Nourrisseur. Guérisseur. Protecteur.

Ce sont autant de mots communément utilisés pour décrire un arbre, un arbre si particulier en Afrique de l'Ouest qu'il est au centre des plus importants rituels de la vie. Lorsqu'une femme met un enfant au monde, elle le recouvre de beurre fabriqué à partir du karité pour protéger sa peau délicate du soleil brûlant. Au moment de ses noces, la mariée apporte du beurre de karité pour montrer qu'elle est en mesure de pourvoir aux besoins de son nouveau foyer. Lorsque quelqu'un meure, la dépouille est souvent ointe de karité avant d'être enterrée.

L'arbre à beurre est associé aux femmes; traditionnellement, les graines et le beurre sont même appelés "l'or des femmes". Les femmes ramassent les noix de karité, cuisent les noix produisent le beurre et le vendent au marché. Dans un monde où les droits des femmes à avoir accès aux ressources et à les contrôler sont complexes – et rares – les pratiques coutumières autour de cet arbre sont extraordinaires.

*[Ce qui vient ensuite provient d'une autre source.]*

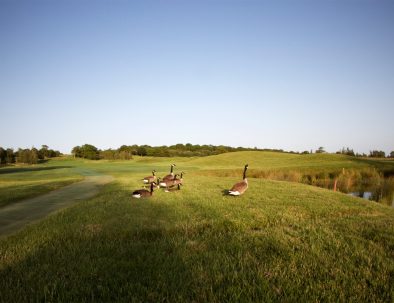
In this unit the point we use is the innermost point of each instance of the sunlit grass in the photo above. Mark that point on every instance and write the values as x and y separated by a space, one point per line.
280 241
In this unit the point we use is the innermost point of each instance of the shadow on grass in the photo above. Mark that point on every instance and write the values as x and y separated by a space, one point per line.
29 169
164 250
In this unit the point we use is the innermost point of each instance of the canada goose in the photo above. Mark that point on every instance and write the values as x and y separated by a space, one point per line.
179 181
240 187
169 183
150 179
171 175
143 193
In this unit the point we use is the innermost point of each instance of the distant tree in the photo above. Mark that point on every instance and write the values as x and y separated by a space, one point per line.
27 156
10 158
141 151
346 151
89 151
76 152
377 154
44 152
3 156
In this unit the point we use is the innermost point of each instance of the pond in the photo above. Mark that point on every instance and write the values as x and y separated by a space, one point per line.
369 184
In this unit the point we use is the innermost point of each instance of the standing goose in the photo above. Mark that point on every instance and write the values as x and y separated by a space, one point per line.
171 175
240 187
169 183
179 181
144 193
150 179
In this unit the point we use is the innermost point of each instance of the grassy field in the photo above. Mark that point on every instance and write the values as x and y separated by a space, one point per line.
21 182
278 242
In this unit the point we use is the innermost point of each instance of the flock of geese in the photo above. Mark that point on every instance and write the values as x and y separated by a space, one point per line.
171 181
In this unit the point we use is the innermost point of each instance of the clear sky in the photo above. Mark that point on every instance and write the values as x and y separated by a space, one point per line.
290 74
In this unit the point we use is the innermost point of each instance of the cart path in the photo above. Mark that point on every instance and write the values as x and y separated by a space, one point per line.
17 215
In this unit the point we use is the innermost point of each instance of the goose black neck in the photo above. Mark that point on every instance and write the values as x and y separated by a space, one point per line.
151 188
246 167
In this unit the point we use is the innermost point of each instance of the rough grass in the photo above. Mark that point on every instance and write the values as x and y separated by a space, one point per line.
279 242
22 182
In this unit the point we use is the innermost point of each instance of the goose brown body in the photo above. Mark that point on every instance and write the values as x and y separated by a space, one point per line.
240 187
143 193
170 176
178 182
169 183
150 179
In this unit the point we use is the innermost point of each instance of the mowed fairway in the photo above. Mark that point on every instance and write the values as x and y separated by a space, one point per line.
280 241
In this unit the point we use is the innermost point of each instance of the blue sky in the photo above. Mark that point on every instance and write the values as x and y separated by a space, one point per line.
293 74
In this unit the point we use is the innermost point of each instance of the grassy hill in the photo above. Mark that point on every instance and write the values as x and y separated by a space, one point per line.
280 241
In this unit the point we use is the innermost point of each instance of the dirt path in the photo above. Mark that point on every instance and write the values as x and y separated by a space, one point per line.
15 216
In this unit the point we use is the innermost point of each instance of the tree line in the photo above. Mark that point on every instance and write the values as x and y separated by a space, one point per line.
27 156
126 152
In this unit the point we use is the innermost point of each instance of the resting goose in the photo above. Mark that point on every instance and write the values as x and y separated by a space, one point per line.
171 175
150 179
179 181
240 187
144 193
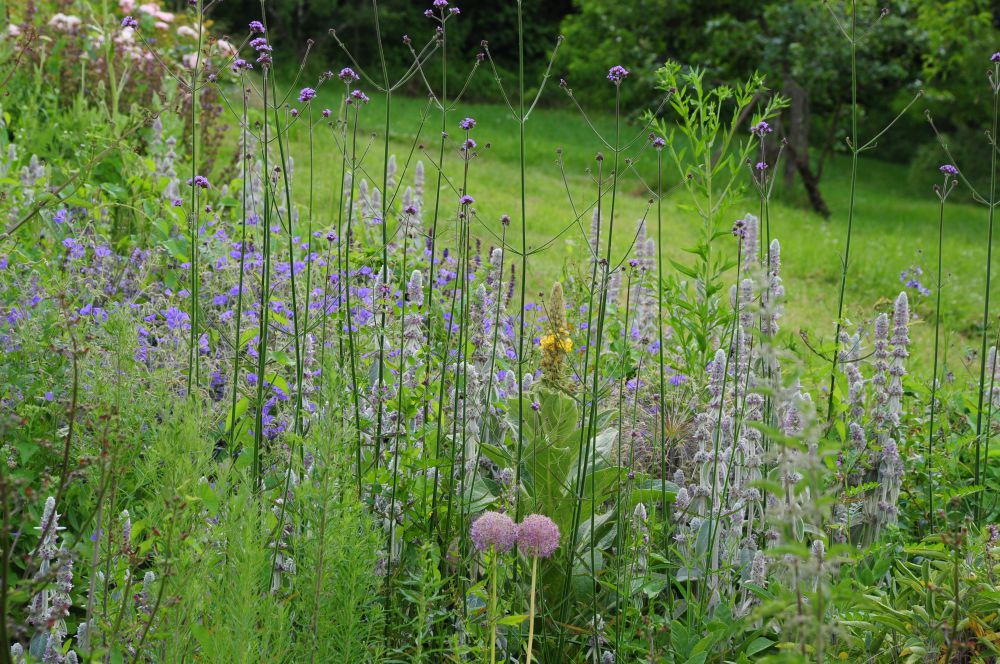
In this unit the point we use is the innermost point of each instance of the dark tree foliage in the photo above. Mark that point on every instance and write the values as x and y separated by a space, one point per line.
295 21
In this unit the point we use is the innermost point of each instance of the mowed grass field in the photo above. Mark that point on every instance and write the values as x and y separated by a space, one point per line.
894 227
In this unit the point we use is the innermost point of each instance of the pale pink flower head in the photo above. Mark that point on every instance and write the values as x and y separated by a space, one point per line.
226 48
538 536
495 530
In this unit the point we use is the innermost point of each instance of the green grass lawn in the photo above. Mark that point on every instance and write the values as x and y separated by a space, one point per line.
894 228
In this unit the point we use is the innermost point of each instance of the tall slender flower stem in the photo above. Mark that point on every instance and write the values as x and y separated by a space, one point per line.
521 121
598 344
265 290
664 505
346 278
379 400
193 355
237 344
531 608
494 563
992 201
850 210
943 194
429 298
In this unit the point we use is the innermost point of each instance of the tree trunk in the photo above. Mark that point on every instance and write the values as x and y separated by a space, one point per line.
797 136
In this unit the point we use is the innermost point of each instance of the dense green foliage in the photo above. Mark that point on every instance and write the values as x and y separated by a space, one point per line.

De nos jours, le karité est un produit très prisé. Désormais, le beurre de karité quitte les mains des femmes d'Afrique de l'Ouest pour traverser les pays et les continents, transformé et conditionné en articles allant du chocolat aux crèmes pour le visage. Or, ces femmes ne tirent pas suffisamment profit de la nouvelle commercialisation du karité sur le marché mondial. Bien que les exportations soient en plein essor et la demande en hausse, les bénéfices ne parviennent pas aux 16 millions de femmes ressortissantes de 21 pays africains qui vivent et travaillent au contact du karité.

Équilibrer les bénéfices 

Étant donné que les hommes gèrent généralement de nombreuses autres sources de revenus, le karité fait partie des rares moyens dont disposent les femmes pour asseoir leur autonomie financière, dans la mesure où elles contrôlent souvent les revenus qu'elles tirent du karité.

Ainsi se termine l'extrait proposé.